Comment by oefrha

For much of the ML/scientific ecosystem, you're lucky to get all your deps working with the latest minor version of Python six months to a year after its release. Random ML projects with hundreds to thousands of stars on GitHub may only work with a specific, rather ancient version of Python.

> Because otherwise this problem is trivially solved by anyone competent. In particular, building and installing Python from source is just the standard configure / make / make install dance, and it Just Works. I have done it many times and never needed any help to figure it out even though it was the first thing I tried to build from C source after switching to Linux.

I compiled the latest GCC many times with the standard configure / make / make install dance when I just started learning *nix command line. I even compiled gmp, mpfr, etc. many times. It Just Works. Do you compile your GCC every time before you compile your Python? Why not? It Just Works.

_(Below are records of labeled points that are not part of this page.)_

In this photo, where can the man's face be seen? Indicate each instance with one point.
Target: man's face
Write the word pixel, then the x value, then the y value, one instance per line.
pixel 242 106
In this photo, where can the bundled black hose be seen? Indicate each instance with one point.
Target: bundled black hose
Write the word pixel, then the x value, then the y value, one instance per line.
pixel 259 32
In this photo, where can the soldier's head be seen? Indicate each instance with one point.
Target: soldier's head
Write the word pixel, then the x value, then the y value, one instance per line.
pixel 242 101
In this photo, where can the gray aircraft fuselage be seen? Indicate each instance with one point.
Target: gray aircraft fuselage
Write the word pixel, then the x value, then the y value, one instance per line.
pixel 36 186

Sure. You do a source install every time you require a python version newer than system python.

I'll be using uv for that though, as I'll be using it for its superior package management anyway.

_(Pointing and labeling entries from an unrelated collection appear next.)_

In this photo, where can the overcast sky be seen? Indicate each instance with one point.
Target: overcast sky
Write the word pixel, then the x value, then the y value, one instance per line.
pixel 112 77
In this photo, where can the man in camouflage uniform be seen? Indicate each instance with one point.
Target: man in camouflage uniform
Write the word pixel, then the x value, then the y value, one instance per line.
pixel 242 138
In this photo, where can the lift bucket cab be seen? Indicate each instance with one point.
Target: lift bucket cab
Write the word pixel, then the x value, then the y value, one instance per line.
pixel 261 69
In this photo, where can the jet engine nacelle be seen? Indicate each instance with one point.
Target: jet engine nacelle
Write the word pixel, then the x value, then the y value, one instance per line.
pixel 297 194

> Why not just use a Python container rather than rely on having the latest binary installed on the system?

Sometimes this is the right answer. Sometimes docker/podman/runc are not an option nor would the headache of volumes/mounts/permissions/hw-pass-through be worth the additional mess.

It is hard to over-state how delightful putting `uv` in the shebang is:

in `demo.py`:

    #!/usr/bin/env -S uv run
    # /// script
    # requires-python = ">=3.13"
    print("hello, world")

Then `chmod +x demo.py; ./demo.py`

At no point did I have a detour to figure out why `python` is symlinked to `python3` unless I am in some random directory where there is a half-broken `conda` environment...

Our firm uses python extensively and the virtual environment for every script or script is ... difficult. We have dozens of python scripts running for team research and in production, from small maintenance tools to rather complex daemons. Add to that the hundreds of Jupyter notebooks used by various people. Some have a handful of dependencies, some dozens of dependencies. While most of those scripts/notebooks are only used by a handful of people, many are used company-wide.

Further, we have a rather largish set of internal libraries most of our python programs rely on. And some of those rely on external 3rd party API's (often REST). When we find a bug or something changes, more often than not, we want to roll out the changed internal lib so that all programs that use it get the fix. Having to get everyone to rebuild and/or redeploy everything is a non-starter as many of the people involved are not primarily software developers.

We usually install into the system dirs and have a dependency problem maybe once a year. And it's usually trivially resolved (the biggest problem was with some google libs which had internally inconsistent dependencies at one point).

I can understand encouraging the use of virtual environments, but this movement towards requiring them ignores what, I think, is a very common use case. In short, no one way is suitable for everyone.

It's more complex and heavier than using uv. I see docker/vm/vagrant/etc as something as something I reach for when the environment I want is too big, too fancy or too nondeterministic to manually set up locally; but the entire point is that "plain Python with some dependencies" really shouldn't qualify as any of these (just like build environment for a random Rust library).

Also, what do you do when you want your to locally test your codebase across many Python versions? Do you keep track of several different containers? If you start writing some tool to wrap that, you're back at square one.

'we can't ship the Python version you want for your OS so we'll ship the whole OS' is a solution, but the 'we can't' part was embarrassing in 2015 already.